After helping lead a dramatic financial turnaround at Seattle-based Providence Health System over the past seven years, John Koster, a physician with broad experience in management, was named last week as president and CEO of the far-flung network of 19 hospitals.
Koster, a 53-year-old internist, assumed overall control after serving for the past six months in an interim capacity in those two key roles at Providence, which has 34,000 employees and stretches over four states: Alaska, California, Oregon and Washington.
"I've enjoyed a close working relationship with the board over the last several years as chief operating officer," Koster says. "We've been fortunate to have done quite well financially over the last several years.

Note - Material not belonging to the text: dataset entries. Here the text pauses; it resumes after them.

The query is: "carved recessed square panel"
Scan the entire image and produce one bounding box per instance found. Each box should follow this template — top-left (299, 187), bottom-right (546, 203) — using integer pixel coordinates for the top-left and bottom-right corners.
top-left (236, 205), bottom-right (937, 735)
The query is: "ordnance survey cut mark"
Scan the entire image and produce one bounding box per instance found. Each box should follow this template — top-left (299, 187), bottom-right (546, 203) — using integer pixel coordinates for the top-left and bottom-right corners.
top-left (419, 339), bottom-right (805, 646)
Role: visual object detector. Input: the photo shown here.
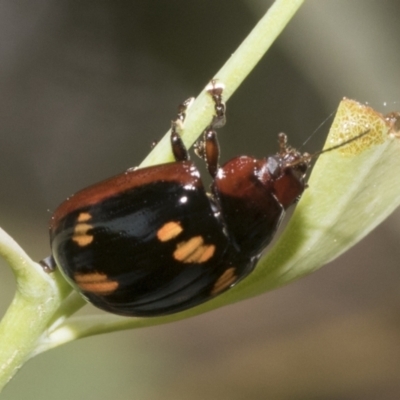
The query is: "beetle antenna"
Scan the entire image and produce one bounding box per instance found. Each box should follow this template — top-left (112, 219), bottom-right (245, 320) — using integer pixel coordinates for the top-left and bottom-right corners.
top-left (288, 129), bottom-right (371, 167)
top-left (299, 111), bottom-right (335, 149)
top-left (310, 129), bottom-right (371, 158)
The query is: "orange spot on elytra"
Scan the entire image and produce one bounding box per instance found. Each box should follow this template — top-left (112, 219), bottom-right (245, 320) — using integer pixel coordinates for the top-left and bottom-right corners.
top-left (74, 272), bottom-right (118, 296)
top-left (157, 221), bottom-right (183, 242)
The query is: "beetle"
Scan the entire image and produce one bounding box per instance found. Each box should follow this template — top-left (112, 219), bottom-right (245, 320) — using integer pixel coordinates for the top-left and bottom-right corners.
top-left (46, 81), bottom-right (310, 317)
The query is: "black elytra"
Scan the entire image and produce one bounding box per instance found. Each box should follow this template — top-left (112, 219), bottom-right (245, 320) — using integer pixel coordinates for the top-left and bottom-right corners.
top-left (50, 81), bottom-right (309, 317)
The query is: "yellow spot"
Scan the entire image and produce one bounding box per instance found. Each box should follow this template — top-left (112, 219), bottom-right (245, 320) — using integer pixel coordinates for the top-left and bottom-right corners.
top-left (78, 213), bottom-right (92, 222)
top-left (174, 236), bottom-right (215, 263)
top-left (326, 98), bottom-right (390, 155)
top-left (157, 221), bottom-right (183, 242)
top-left (74, 272), bottom-right (118, 296)
top-left (72, 213), bottom-right (94, 247)
top-left (210, 267), bottom-right (237, 296)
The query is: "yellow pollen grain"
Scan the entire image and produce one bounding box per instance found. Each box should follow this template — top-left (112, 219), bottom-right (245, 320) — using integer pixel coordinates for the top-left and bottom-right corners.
top-left (173, 236), bottom-right (215, 263)
top-left (327, 98), bottom-right (389, 156)
top-left (157, 221), bottom-right (183, 242)
top-left (74, 272), bottom-right (118, 296)
top-left (210, 267), bottom-right (237, 296)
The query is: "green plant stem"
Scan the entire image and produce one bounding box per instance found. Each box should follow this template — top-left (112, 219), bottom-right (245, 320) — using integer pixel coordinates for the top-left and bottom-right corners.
top-left (0, 0), bottom-right (304, 390)
top-left (0, 229), bottom-right (70, 390)
top-left (140, 0), bottom-right (304, 168)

We've developed a strong management team that I've had a large part of bringing together, so I think (the board members) felt they wanted to keep this team together."

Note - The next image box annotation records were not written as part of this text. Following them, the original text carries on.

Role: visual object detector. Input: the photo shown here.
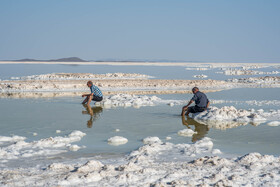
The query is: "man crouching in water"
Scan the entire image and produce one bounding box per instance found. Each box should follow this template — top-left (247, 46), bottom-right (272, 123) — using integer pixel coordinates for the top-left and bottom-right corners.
top-left (82, 81), bottom-right (103, 105)
top-left (181, 87), bottom-right (210, 116)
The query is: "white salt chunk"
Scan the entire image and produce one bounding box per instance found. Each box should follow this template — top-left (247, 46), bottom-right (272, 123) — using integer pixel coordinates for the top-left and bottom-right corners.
top-left (108, 136), bottom-right (128, 145)
top-left (267, 121), bottom-right (280, 127)
top-left (178, 129), bottom-right (197, 136)
top-left (143, 136), bottom-right (161, 144)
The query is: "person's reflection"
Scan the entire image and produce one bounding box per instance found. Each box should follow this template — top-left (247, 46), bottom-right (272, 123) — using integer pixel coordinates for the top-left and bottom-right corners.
top-left (182, 115), bottom-right (209, 142)
top-left (82, 104), bottom-right (103, 128)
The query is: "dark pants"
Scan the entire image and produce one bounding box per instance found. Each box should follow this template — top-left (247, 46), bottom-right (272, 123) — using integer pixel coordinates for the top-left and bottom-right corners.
top-left (189, 105), bottom-right (206, 113)
top-left (92, 95), bottom-right (103, 101)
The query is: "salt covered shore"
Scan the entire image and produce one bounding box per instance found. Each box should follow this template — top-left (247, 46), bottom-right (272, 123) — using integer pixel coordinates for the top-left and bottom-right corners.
top-left (0, 73), bottom-right (280, 97)
top-left (0, 73), bottom-right (228, 93)
top-left (0, 137), bottom-right (280, 187)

Koster arrived at Providence in April 1997 as chief medical officer for two years, then moved up to chief executive for the Washington region before his appointment as the system's COO in 2001. He replaces Hank Walker, who spent about seven years as president and CEO before leaving on a sabbatical in October 2003 that led to his retirement.
"We are pleased to have John continue to further the mission, vision and direction of Providence in these very challenging times for healthcare," says Sister Barbara Schamber, the presiding member of the system's sponsoring organization, Sisters of Providence. "John well understands and is committed to the organization's mission and core values, seeing that all that is undertaken is done in order to serve the people entrusted to our care."
Koster's connection with the system stretches back to the mid-1970s, when he completed his internship at Providence Portland Medical Center. He says his link to the clinical aspects of the job has helped him succeed in management. "I understand how physicians think, and how they interact with each other. I probably can bring a little better understanding of the physician culture."
He was also a key part of the management team that helped turn a net loss of about $28 million in 1997 into a net profit of $177 million in 2003. Over that period, Providence added two acute-care hospitals, divested three others, sold a health plan and closed a medical group to help pull itself out of a sea of red ink.
In addition to the acute-care hospitals, Koster will oversee an integrated system that includes 19 free-standing long-term-care facilities and a network of physician organizations and sponsored health plans that cover more than 606,000 members in Oregon and southwest Washington.